The move could be followed by a cash infusion from the National Hockey League.
TSN of Canada reported Tuesday that an announcement could come "as early as the next 24 hours."
Citing an anonymous source, the Ottawa Sun reported Tuesday that the NHL is poised to announce a financing package that would help the Senators get through the summer. Team spokesman Phil LeGault refused comment on both reports.
Tuesday's developments came a week after FleetBoston Financial Corporation and the Canadian Imperial Bank of Commerce backed out of a complex $234 million deal that would have erased much of the Senators' considerable tax debt. The plan included $42 million to cover operating expenses, including players' salaries.

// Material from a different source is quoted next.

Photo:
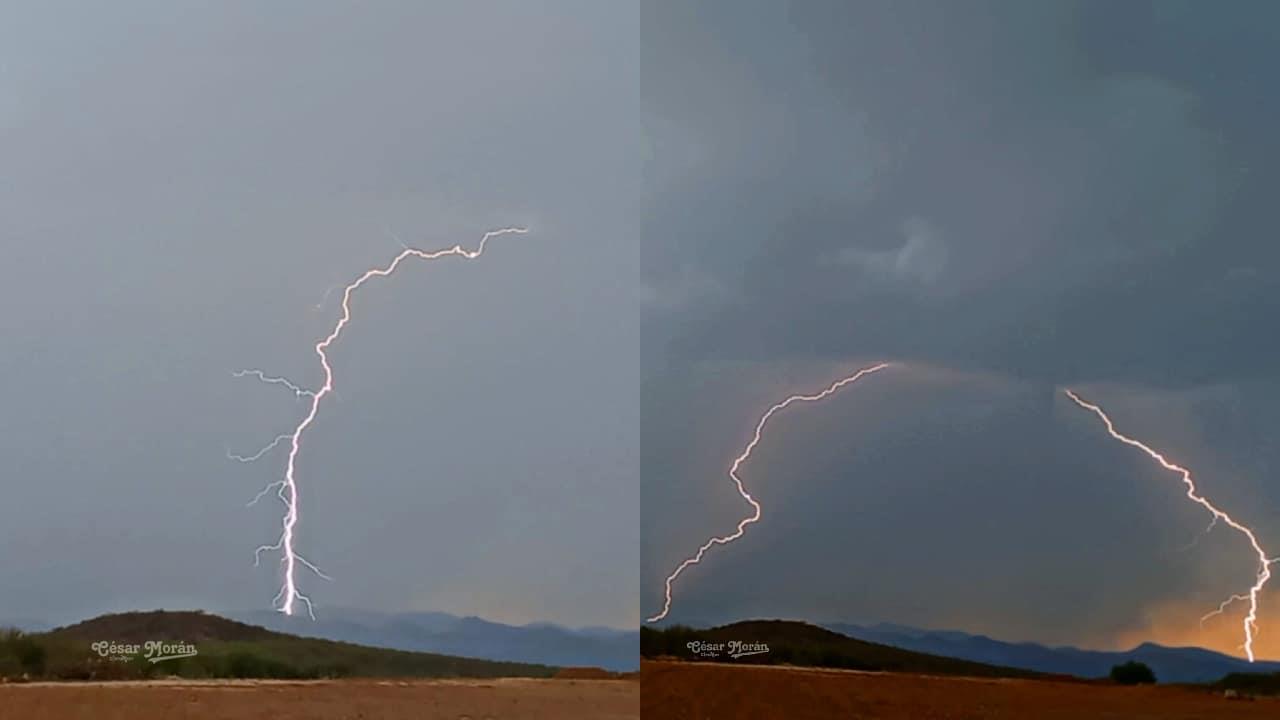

The team missed a payroll payment Wednesday, with players receiving a note from owner Rod Bryden, saying they would be paid in the "next couple of days."
So far, Ottawa's financial woes have not filtered down to the ice.
The Senators lead the NHL with 56 points and have just three losses in their last 28 games (20-3-4-1).
Ottawa is not the only NHL franchise facing an economic crisis. Prospective owner Mark Hamister has until Friday to complete his purchase of the Buffalo Sabres. Hamister and partner Todd Berman last week received an extension from the NHL, but are trying to win support from New York state officials for a $30 million economic development package.
If Hamister's bid fails, NHL Commissioner Gary Bettman has not ruled out bankruptcy for a team that reached the Stanley Cup Finals just 3 1/2 years ago.